"Remember."
"Always my friend, whatever happens," said Dolores.
Grasping Marcelino by the hand, Don Carlos Evaña stood for one moment as though he would speak, his lips pressed tightly together, and the signs of deep emotion on his face. Then laying his other hand upon the shoulder of his friend, he bent forward and kissed him.
"My brother," he said; then turning from them he mounted his horse and slowly rode away.
Brother and sister stood silently side by side looking after him till the gray shades of the falling night closed around him, when Marcelino bent over Dolores and kissed her, putting his arm round her, and led her away back between the rows of the tall poplar trees to the quinta.
"Marcelino," said Dolores, as they drew near to the quinta gate, "are men who are born to be great also always born to be unhappy?"

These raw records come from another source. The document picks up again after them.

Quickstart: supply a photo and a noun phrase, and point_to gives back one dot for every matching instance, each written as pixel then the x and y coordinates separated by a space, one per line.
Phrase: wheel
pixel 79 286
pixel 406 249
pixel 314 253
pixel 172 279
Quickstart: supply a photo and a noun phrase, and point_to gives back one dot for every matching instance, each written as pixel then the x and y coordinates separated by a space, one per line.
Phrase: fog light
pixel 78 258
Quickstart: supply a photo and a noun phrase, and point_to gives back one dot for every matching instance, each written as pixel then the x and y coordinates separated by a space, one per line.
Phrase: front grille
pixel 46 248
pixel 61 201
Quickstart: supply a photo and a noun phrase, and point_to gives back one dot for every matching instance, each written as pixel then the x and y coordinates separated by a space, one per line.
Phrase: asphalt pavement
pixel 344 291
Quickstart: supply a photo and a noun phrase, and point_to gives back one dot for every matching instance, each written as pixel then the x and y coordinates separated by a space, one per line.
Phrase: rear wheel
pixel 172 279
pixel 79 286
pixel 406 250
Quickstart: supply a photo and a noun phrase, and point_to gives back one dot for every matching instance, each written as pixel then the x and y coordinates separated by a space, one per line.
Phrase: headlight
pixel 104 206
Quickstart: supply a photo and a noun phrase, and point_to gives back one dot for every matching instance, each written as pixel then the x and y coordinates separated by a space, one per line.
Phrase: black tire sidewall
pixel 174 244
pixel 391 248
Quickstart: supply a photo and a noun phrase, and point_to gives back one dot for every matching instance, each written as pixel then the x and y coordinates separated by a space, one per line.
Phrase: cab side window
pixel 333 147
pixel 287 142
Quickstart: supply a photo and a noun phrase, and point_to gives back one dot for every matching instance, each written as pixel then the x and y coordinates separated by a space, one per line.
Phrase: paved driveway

Marcelino divined much of what was passing in his sister's mind, but not all, and to her question he gave no answer in words, but again bent over her and kissed her, and from that day forth brother and sister felt that there was another tie between them, but about the evening on which they two had looked together upon the setting sun while Evaña had expounded for them the prophecy of the clouds they never spoke.
When Dolores thought of it she thought but of one word—Remember; and Marcelino from that night forth looked no longer upon Evaña as his dearest friend, but as his brother.